Moderniser une installation de stockage permet de limiter les pertes post-récolte et d’améliorer la qualité commerciale des produits. Financer un atelier de transformation à la ferme ouvre la voie à une valorisation directe, à des prix nettement supérieurs à ceux du marché de gros. Investir dans un système d’irrigation économe réduit la vulnérabilité aux aléas climatiques. Toutes ces évolutions ont un point commun : elles nécessitent des capitaux que les agriculeurs n’ont souvent pas, et que les circuits bancaires traditionnels peinent à financer, en particulier pour les projets de transition ou de diversification. C’est dans ce contexte que MiiMOSA joue un rôle singulier. Pionnière du financement participatif dédié à l’agriculture, à l’alimentation et aux énergies renouvelables en France, la plateforme permet à des citoyens-investisseurs de financer directement des projets portés par des agriculteurs et des acteurs de l’économie agroalimentaire durable. Des projets concrets, ancrés dans des territoires, portés par des femmes et des hommes qui cherchent à faire évoluer leur exploitation pour en vivre mieux Les projets financés via MiiMOSA couvrent un spectre large : acquisition de matériel agricole performant, construction d’ateliers de transformation, diversification vers des productions à plus haute valeur ajoutée, conversion à l’agriculture biologique, développement de la vente directe ou de circuits courts. Autant de leviers qui agissent directement sur la structure des revenus d’une exploitation, en améliorant sa rentabilité, en réduisant sa dépendance à un seul débouché ou à une seule filière.

Pour le porteur de projet, l’accès à ce financement peut représenter le coup de pouce décisif qui transforme une idée viable en réalité économique. Pour l’investisseur, c’est la possibilité de mobiliser son épargne au service de projets qu’il choisit, en connaissance de cause, avec une transparence sur l’utilisation des fonds et l’impact attendu.

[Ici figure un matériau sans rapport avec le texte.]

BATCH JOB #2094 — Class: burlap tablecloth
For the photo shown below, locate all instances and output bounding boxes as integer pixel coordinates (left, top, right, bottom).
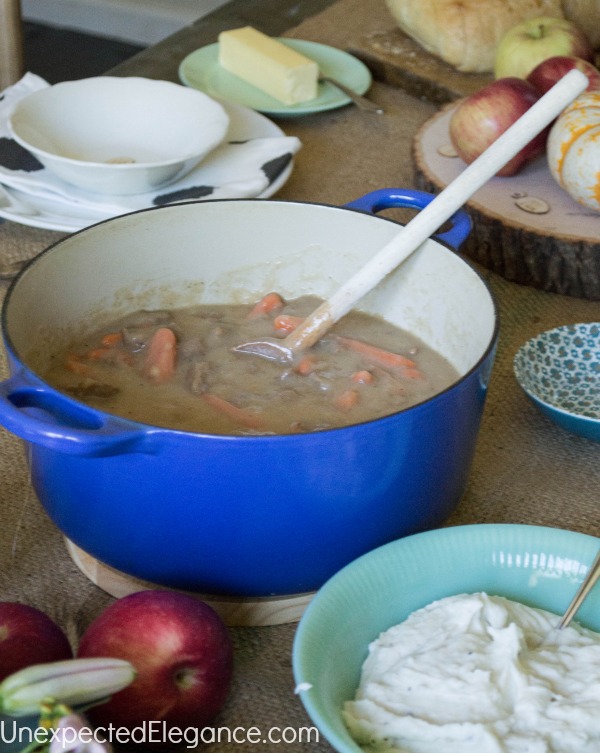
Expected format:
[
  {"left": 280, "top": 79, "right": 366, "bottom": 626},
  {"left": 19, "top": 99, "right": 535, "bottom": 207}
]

Investir dans l’agriculture durable via MiiMOSA, c’est agir à la source : aider des exploitations à se transformer, à se moderniser, à diversifier leurs revenus. Une façon concrète de répondre aux défaillances structurelles que documente l’Observatoire de la Rémunération Agricole Équitable.

Pourquoi cette question nous concerne tous ?

Derrière les chiffres de l’Observatoire de la Rémunération Agricole Équitable, il y a une question qui dépasse largement le monde agricole. Si près de la moitié des agriculteurs français ne parviennent pas à dégager un revenu équivalent au SMIC, c’est l’ensemble du modèle alimentaire français qui est fragilisé.

La souveraineté alimentaire ne se décrète pas. Elle suppose des exploitations économiquement viables, capables d’investir, de transmettre et de se renouveler. Elle suppose que le métier d’agriculteur soit suffisamment attractif pour que des jeunes y entrent, que des installations se fassent, que des terres restent en production. Or, la précarité structurelle documentée par l’ORAE agit comme un frein à ce renouvellement : pourquoi s’installer dans une profession où la moitié de ceux qui y travaillent n’atteignent pas le salaire minimum ?

La réponse à cette question ne viendra pas d’un seul levier. Elle suppose une action sur les prix, une refonte des rapports de force dans les filières, une politique agricole ambitieuse. Mais elle passe aussi par la mobilisation de capitaux privés qui acceptent de s’engager sur le long terme, au service d’une agriculture qui nourrit, qui emploie et qui préserve les territoires.

C’est ce que propose le financement participatif appliqué à l’agriculture : un lien direct entre ceux qui épargnent et ceux qui produisent, construit sur la transparence, la confiance et un intérêt commun pour un avenir agricole durable.